Augustus F. Hawkins Park has a wetlands area and nature center.

Latham Park is effectively a small kids’ play area.

Fred Roberts Recreation Center includes basketball courts, a soccer field, a kids’ play area, and a community room.

Slauson Recreation and Senior Citizen Center includes a baseball diamond, a football field, playground, and community room.

Rosa Duran. (Courtesy of Rosa Duran)
Rosa Duran. (Courtesy of Rosa Duran)

After a 2016 study found some areas of South Los Angeles were “park poor,” cities such as South Gate have received Proposition A funds to bolster their green space.

Some Central Alameda residents said smaller neighborhoods in the city like theirs still need help, noting that children need time outdoors to play, get exercise and improve their social skills and overall well-being.

“It is really sad to see little kids, especially my grandchildren who want to be able to visit the parks and run and play, even with this pandemic.
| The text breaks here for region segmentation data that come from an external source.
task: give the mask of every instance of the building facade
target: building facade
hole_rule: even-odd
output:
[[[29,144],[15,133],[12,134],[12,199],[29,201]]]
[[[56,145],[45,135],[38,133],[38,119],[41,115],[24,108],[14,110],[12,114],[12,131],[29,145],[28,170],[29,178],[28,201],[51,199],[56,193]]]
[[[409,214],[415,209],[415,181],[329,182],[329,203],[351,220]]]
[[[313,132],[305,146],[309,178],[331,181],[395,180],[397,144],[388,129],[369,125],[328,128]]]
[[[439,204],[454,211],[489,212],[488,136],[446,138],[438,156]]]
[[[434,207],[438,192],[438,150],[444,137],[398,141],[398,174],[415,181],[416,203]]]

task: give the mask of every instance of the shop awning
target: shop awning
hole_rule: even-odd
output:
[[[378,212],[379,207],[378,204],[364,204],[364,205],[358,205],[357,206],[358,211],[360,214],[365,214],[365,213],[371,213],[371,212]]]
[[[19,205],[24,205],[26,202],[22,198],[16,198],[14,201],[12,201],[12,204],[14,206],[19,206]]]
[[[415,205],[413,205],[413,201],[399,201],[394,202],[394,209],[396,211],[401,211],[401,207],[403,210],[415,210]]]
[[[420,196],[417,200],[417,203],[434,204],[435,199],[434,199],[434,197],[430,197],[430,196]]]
It’s made it difficult. Playing at a house is not the same as running inside a house,” Rosa Duran, a resident of Central Alameda said. “Nicer neighborhoods of Los Angeles have more parks, especially in West Hollywood having Pan Pacific very nearby, which is way bigger compared to the parks around here.”

Her sister, Maria Duran, who also lives in the neighborhood, said more green space could have offset the social and emotional difficulties community residents faced when they were mostly stuck indoors in small spaces. 

She said she sees the benefits of outdoor time for her own family, and the joy it brings her 2-year-old grandson when he plays outside with his siblings and cousins: “It would be nice if they made more parks for kids and anyone in the neighborhood, possibly make a soccer field, a basketball court, whatever sport or exercising younger people do nowadays.”